It is exceedingly unlikely that the outcome of this thread is that someone will take it upon themselves to put a fast btree implementation on CPAN which meets all your requirements.
Seriously! I mean you'd need someone with XS expertise who also happens to know about Red/Black trees, and who reads this forum. And unless you're paying them it would need to be a weird masochist who actually enjoys XS, or maybe someone who finds systems-level work cathartic after a long multi-week stretch of web-app tedium. Or maybe if they just really love the Red/Black algorithm and had their own Red/Black implementation in C that they've been porting from project to project since college. Maybe if they had finished a big refactor of the code a few months ago but hadn't gotten to use it in a project yet, that could be enough motivation.

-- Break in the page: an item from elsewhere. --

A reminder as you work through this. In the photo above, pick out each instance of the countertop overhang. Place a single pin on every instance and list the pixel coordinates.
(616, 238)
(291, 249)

Congratulations, the stars aligned.
Here's your module. Tree-RB-XS-0.00_01.tar.gz
(not visible on metacpan.org yet)
You get the distinct privilege of reporting the first bugs in a recently-refactored pointer-math-heavy C library wrapped with some creative new XS ideas.
Update: I added a new KEY_TYPE_BSTR that copies the keys from Perl into plain buffers, and uses memcmp on them. It's a good percentage faster at the expense of incorrect unicode sorting. It's useful if your strings are ASCII.
Update: I finished off most of the Tree::RB API, polished up the documentation, and gave it an official release. It also now has custom XS compare functions to choose from, such as CMP_NUMSPLIT, which can handle the fairly common scenario of a mixture of numbers and strings in the key.